Bei der Ombudsstelle der Versicherungen sind denn auch nur
40 Anfragen eingegangen, gegenüber 5000 bei den Banken.
Studer:
Aber es wurden auch jüdische Vermögen in der Schweiz an die
Nazis ausbezahlt, und es gab auch bei der ZKB Leute, die für
das deutsche Reich gearbeitet haben, die dann entlassen
wurden. Es wurden den Juden z.T. Vollmachten abgepresst, und
die Besitzer der Vollmacht haben dann in der Schweiz das
jüdische Konto abgeräumt. Meist waren das die "zwei Herren
in Schwarz" [SS-Männer im schwarzen Mantel], und gewisse
Bankiers haben immer ausbezahlt. Nur wenige haben
verweigert.
Hasenfratz:
Ja, wir hatten ein oder zwei "Maulwürfe" bei uns, die von
den Deutschen bezahlt und eingeschleust waren. Wir haben das
zur Kenntnis genommen, die Polizei informiert und dann 6-8
Monate gebraucht, um herauszufinden, wer es war. Der zweite
Fall bezog sich auf ein Schrankfach, wo zwei Herren in
Schwarz mit einer erpressten Vollmacht die Räumung
verlangten.
Balzli:
Aber gerade bei diesem Schrankfach war eine Warnung aus Bern
da.
Lichtsteiner:
Also, die Rückerstattung ist jetzt am Laufen. Aber was
geschieht denn nun mit den unrechtmässig ausbezahlten
Geldern?
Studer:
Hat denn da die SNB nicht ihre Sorgfaltspflicht verletzt?
Balzli:
Also, es ist klar, dass eine erpresst Vollmacht ungültig
ist. Da sind auch Bundesgerichtsentscheide da.
Hasenfratz:
Es muss bezahlt werden, wenn es illegal ist.
Studer:
Jetzt ist in New York eine Sammelklage hängig. Wie ist denn
dort der Stand?
Hasenfratz:
Das Hearing ist morgen. Es werden die Seiten angehört, aber
noch keine Entscheide gefällt. Innerhalb des Verfahrens sind
die ersten entscheide in ca. 6 Monaten zu erwarten, und zwar
ist der erste Entscheid der, ob die Klage als Sammelklage
als solche akzeptiert wird, oder ob die drei verschiedenen
Klägergruppen getrennt klagen müssen.
Studer:
Wie wird denn die Schweiz im besten Fall dastehen?
Rahn:
Die Nachrichtenlosen Vermögen müssen bis auf den letzten
Pfennig zurückbezahlt werden, und wenn unmöglich, dann an
wohltätige Institutionen. Wir waren natürlich viel zu
langsam. Die Banken haben überhaupt nichts verstanden von
dem Gewicht des Problems. Im besten Fall können wir uns mit
den Amerikanern und den jüdischen Organisationen
verständigen, so dass es kein Abkommen gibt, sondern eine
Verständigung.
Trepp:
Es ist auch eine Frage der Identität. Die Schweiz gilt nun
wirklich als Land der Hehler und Banken Hitlers, und es ist
keine Imagekorrektur mehr möglich.
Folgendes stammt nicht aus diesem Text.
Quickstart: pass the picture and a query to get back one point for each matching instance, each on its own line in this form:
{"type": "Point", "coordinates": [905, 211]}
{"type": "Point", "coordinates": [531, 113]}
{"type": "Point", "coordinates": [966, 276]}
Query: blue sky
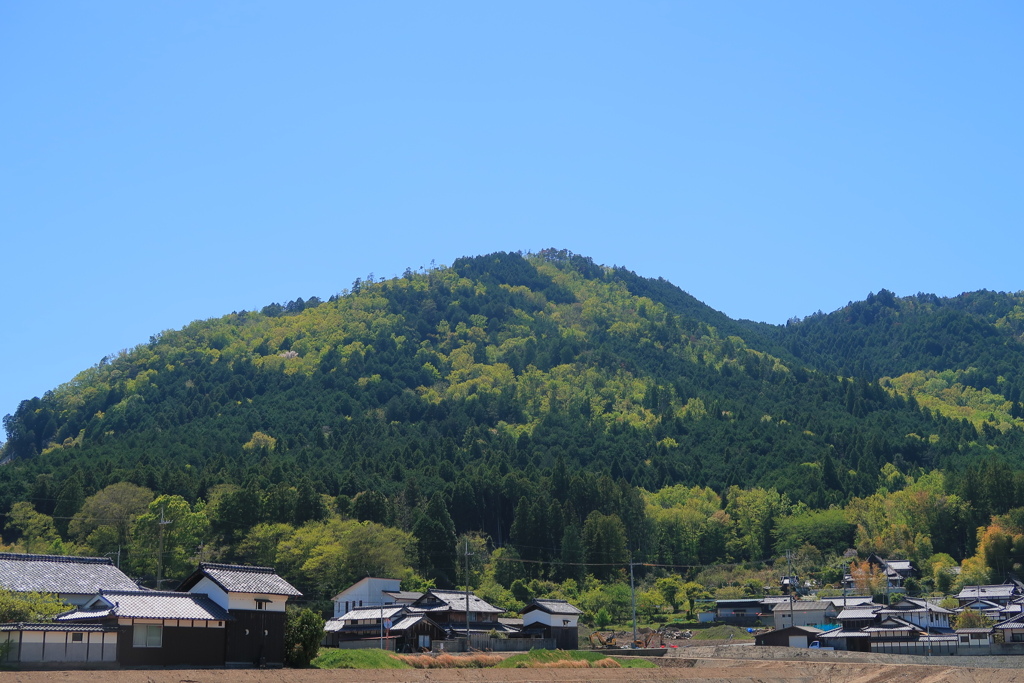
{"type": "Point", "coordinates": [167, 162]}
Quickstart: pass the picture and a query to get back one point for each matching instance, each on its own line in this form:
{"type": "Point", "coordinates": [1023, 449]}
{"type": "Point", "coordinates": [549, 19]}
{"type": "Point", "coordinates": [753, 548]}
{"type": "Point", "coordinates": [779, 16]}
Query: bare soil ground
{"type": "Point", "coordinates": [681, 668]}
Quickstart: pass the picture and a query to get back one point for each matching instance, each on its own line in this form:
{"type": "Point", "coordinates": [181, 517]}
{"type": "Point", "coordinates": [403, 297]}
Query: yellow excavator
{"type": "Point", "coordinates": [646, 638]}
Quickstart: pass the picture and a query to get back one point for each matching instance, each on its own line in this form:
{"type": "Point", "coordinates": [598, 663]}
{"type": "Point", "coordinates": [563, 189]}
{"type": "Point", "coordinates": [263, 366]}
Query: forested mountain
{"type": "Point", "coordinates": [522, 394]}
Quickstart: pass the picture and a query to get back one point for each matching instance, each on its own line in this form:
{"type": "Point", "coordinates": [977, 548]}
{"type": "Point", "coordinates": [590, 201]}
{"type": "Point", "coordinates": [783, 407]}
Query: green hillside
{"type": "Point", "coordinates": [519, 396]}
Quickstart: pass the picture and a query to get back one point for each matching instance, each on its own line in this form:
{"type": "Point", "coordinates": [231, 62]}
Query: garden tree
{"type": "Point", "coordinates": [615, 598]}
{"type": "Point", "coordinates": [29, 606]}
{"type": "Point", "coordinates": [168, 537]}
{"type": "Point", "coordinates": [32, 531]}
{"type": "Point", "coordinates": [604, 545]}
{"type": "Point", "coordinates": [434, 531]}
{"type": "Point", "coordinates": [303, 632]}
{"type": "Point", "coordinates": [114, 509]}
{"type": "Point", "coordinates": [70, 499]}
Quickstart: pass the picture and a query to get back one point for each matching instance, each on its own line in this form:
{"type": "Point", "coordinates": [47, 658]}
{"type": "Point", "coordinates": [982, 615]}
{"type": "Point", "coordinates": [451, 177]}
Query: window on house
{"type": "Point", "coordinates": [147, 635]}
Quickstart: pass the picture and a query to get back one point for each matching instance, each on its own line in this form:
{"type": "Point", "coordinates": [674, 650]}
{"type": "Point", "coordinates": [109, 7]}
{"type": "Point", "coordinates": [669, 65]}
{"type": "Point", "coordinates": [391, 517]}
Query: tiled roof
{"type": "Point", "coordinates": [57, 573]}
{"type": "Point", "coordinates": [74, 628]}
{"type": "Point", "coordinates": [857, 612]}
{"type": "Point", "coordinates": [403, 595]}
{"type": "Point", "coordinates": [553, 607]}
{"type": "Point", "coordinates": [241, 579]}
{"type": "Point", "coordinates": [371, 612]}
{"type": "Point", "coordinates": [436, 600]}
{"type": "Point", "coordinates": [153, 604]}
{"type": "Point", "coordinates": [801, 606]}
{"type": "Point", "coordinates": [1000, 591]}
{"type": "Point", "coordinates": [1013, 623]}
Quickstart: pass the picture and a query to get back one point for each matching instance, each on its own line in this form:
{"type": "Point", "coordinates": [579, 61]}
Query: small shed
{"type": "Point", "coordinates": [792, 636]}
{"type": "Point", "coordinates": [557, 619]}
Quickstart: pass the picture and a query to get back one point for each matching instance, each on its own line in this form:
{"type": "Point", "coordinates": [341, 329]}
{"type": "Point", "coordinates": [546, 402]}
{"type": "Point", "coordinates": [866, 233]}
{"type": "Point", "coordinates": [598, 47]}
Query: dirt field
{"type": "Point", "coordinates": [670, 669]}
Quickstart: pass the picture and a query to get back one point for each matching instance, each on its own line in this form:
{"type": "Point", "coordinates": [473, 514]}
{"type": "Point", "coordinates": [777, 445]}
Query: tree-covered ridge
{"type": "Point", "coordinates": [565, 415]}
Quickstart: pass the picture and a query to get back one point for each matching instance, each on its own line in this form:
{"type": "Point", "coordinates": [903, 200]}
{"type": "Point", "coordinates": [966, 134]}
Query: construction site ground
{"type": "Point", "coordinates": [707, 663]}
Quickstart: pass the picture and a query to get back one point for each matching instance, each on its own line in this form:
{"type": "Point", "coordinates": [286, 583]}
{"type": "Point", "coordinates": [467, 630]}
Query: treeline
{"type": "Point", "coordinates": [535, 399]}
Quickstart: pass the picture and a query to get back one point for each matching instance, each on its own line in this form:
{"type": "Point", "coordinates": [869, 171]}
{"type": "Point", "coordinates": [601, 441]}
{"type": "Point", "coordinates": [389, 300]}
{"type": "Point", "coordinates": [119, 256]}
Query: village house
{"type": "Point", "coordinates": [908, 627]}
{"type": "Point", "coordinates": [794, 636]}
{"type": "Point", "coordinates": [895, 571]}
{"type": "Point", "coordinates": [394, 628]}
{"type": "Point", "coordinates": [255, 598]}
{"type": "Point", "coordinates": [744, 611]}
{"type": "Point", "coordinates": [158, 628]}
{"type": "Point", "coordinates": [803, 612]}
{"type": "Point", "coordinates": [74, 580]}
{"type": "Point", "coordinates": [449, 609]}
{"type": "Point", "coordinates": [554, 619]}
{"type": "Point", "coordinates": [373, 591]}
{"type": "Point", "coordinates": [1001, 594]}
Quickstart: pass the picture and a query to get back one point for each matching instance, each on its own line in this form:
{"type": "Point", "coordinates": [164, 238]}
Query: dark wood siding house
{"type": "Point", "coordinates": [556, 620]}
{"type": "Point", "coordinates": [255, 598]}
{"type": "Point", "coordinates": [159, 628]}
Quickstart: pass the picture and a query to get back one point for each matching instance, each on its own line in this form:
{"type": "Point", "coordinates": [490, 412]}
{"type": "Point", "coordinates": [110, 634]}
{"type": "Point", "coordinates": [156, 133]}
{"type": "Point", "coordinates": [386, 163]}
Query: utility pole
{"type": "Point", "coordinates": [467, 593]}
{"type": "Point", "coordinates": [788, 561]}
{"type": "Point", "coordinates": [633, 593]}
{"type": "Point", "coordinates": [160, 551]}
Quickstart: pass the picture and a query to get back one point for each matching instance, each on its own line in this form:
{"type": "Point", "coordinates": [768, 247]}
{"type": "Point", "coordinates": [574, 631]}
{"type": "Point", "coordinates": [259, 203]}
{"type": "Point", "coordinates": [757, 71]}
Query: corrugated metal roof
{"type": "Point", "coordinates": [436, 600]}
{"type": "Point", "coordinates": [241, 579]}
{"type": "Point", "coordinates": [56, 573]}
{"type": "Point", "coordinates": [371, 612]}
{"type": "Point", "coordinates": [154, 604]}
{"type": "Point", "coordinates": [857, 612]}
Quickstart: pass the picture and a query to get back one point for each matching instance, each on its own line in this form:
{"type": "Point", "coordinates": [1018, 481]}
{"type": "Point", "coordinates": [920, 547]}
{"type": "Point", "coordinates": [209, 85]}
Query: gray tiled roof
{"type": "Point", "coordinates": [74, 628]}
{"type": "Point", "coordinates": [553, 607]}
{"type": "Point", "coordinates": [241, 579]}
{"type": "Point", "coordinates": [802, 606]}
{"type": "Point", "coordinates": [56, 573]}
{"type": "Point", "coordinates": [153, 604]}
{"type": "Point", "coordinates": [372, 612]}
{"type": "Point", "coordinates": [436, 600]}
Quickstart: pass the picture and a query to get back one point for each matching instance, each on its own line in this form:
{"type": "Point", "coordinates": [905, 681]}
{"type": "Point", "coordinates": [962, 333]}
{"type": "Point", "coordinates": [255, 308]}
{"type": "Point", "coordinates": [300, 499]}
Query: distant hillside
{"type": "Point", "coordinates": [528, 360]}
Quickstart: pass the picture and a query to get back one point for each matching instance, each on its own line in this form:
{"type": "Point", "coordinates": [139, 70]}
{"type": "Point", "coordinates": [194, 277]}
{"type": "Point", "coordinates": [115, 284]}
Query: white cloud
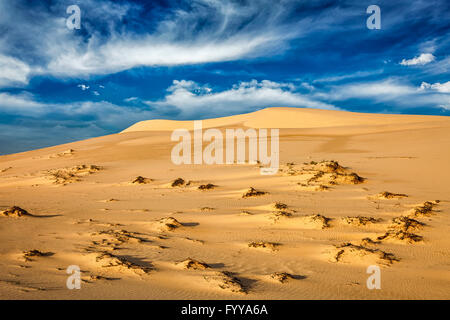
{"type": "Point", "coordinates": [83, 87]}
{"type": "Point", "coordinates": [444, 87]}
{"type": "Point", "coordinates": [199, 31]}
{"type": "Point", "coordinates": [13, 72]}
{"type": "Point", "coordinates": [191, 100]}
{"type": "Point", "coordinates": [423, 59]}
{"type": "Point", "coordinates": [378, 90]}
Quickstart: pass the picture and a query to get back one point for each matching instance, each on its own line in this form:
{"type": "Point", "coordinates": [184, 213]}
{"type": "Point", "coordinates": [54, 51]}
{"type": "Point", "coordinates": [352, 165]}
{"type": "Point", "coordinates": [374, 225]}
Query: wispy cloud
{"type": "Point", "coordinates": [421, 60]}
{"type": "Point", "coordinates": [189, 99]}
{"type": "Point", "coordinates": [13, 72]}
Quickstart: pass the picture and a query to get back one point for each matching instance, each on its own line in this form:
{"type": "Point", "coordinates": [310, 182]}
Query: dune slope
{"type": "Point", "coordinates": [139, 226]}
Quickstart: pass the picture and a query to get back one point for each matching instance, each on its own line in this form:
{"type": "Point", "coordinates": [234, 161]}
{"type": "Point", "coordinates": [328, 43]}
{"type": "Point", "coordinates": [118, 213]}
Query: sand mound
{"type": "Point", "coordinates": [330, 166]}
{"type": "Point", "coordinates": [277, 215]}
{"type": "Point", "coordinates": [280, 206]}
{"type": "Point", "coordinates": [108, 260]}
{"type": "Point", "coordinates": [350, 178]}
{"type": "Point", "coordinates": [71, 175]}
{"type": "Point", "coordinates": [193, 264]}
{"type": "Point", "coordinates": [406, 224]}
{"type": "Point", "coordinates": [360, 220]}
{"type": "Point", "coordinates": [317, 221]}
{"type": "Point", "coordinates": [178, 182]}
{"type": "Point", "coordinates": [401, 235]}
{"type": "Point", "coordinates": [168, 224]}
{"type": "Point", "coordinates": [264, 245]}
{"type": "Point", "coordinates": [66, 153]}
{"type": "Point", "coordinates": [226, 281]}
{"type": "Point", "coordinates": [122, 236]}
{"type": "Point", "coordinates": [424, 210]}
{"type": "Point", "coordinates": [390, 195]}
{"type": "Point", "coordinates": [282, 277]}
{"type": "Point", "coordinates": [322, 174]}
{"type": "Point", "coordinates": [15, 212]}
{"type": "Point", "coordinates": [368, 241]}
{"type": "Point", "coordinates": [28, 255]}
{"type": "Point", "coordinates": [141, 180]}
{"type": "Point", "coordinates": [348, 252]}
{"type": "Point", "coordinates": [208, 186]}
{"type": "Point", "coordinates": [252, 192]}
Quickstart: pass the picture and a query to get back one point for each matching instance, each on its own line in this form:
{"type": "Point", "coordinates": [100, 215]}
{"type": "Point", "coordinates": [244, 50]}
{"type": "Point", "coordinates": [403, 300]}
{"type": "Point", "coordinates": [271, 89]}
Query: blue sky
{"type": "Point", "coordinates": [139, 60]}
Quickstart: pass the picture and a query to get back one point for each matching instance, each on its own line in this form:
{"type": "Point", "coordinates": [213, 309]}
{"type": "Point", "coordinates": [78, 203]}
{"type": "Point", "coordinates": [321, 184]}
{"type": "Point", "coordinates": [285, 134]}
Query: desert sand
{"type": "Point", "coordinates": [353, 190]}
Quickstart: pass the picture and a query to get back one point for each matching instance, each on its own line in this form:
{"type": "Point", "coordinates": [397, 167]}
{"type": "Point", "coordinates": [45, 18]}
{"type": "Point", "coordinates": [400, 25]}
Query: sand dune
{"type": "Point", "coordinates": [353, 190]}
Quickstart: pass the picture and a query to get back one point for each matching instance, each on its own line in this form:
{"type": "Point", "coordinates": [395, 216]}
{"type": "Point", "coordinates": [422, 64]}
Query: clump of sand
{"type": "Point", "coordinates": [66, 153]}
{"type": "Point", "coordinates": [178, 182]}
{"type": "Point", "coordinates": [425, 209]}
{"type": "Point", "coordinates": [347, 252]}
{"type": "Point", "coordinates": [280, 206]}
{"type": "Point", "coordinates": [28, 255]}
{"type": "Point", "coordinates": [317, 221]}
{"type": "Point", "coordinates": [406, 224]}
{"type": "Point", "coordinates": [208, 186]}
{"type": "Point", "coordinates": [368, 241]}
{"type": "Point", "coordinates": [122, 236]}
{"type": "Point", "coordinates": [15, 212]}
{"type": "Point", "coordinates": [71, 175]}
{"type": "Point", "coordinates": [141, 180]}
{"type": "Point", "coordinates": [109, 260]}
{"type": "Point", "coordinates": [277, 215]}
{"type": "Point", "coordinates": [168, 224]}
{"type": "Point", "coordinates": [360, 220]}
{"type": "Point", "coordinates": [282, 277]}
{"type": "Point", "coordinates": [193, 264]}
{"type": "Point", "coordinates": [227, 281]}
{"type": "Point", "coordinates": [401, 235]}
{"type": "Point", "coordinates": [264, 245]}
{"type": "Point", "coordinates": [323, 174]}
{"type": "Point", "coordinates": [252, 192]}
{"type": "Point", "coordinates": [390, 195]}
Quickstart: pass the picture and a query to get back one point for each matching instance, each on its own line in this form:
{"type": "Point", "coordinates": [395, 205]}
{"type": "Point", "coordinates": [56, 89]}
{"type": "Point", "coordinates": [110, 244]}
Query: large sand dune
{"type": "Point", "coordinates": [115, 207]}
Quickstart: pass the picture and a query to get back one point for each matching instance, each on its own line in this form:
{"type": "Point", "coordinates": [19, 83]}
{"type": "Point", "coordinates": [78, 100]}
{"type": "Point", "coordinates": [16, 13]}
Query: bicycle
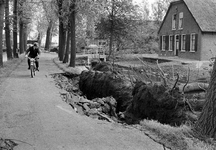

Die innenpolitische
Auseinandersetzung kommt erst noch.
Hasenfratz:
Ich sehe das Ganze nicht so dramatisch. Was wichtig ist,
ist, was mit der Solidaritätsstiftung passiert. Wenn diese
abgelehnt wird, dann ist der Ruf natürlich noch einmal
verschlechtert. Wenn alles mit Anstand über die Bühne geht,
dann wird in der heutigen kurzlebigen Zeit schnell eine
andere Schlagzeile kommen. Ich sehe das Ganze wirklich nicht
so pessimistisch. Allenfalls könnte es ein paar Kunden
geben, die am Bankgeheimnis zu zweifeln beginnen, und so
könnten wir ein paar Kunden verlieren.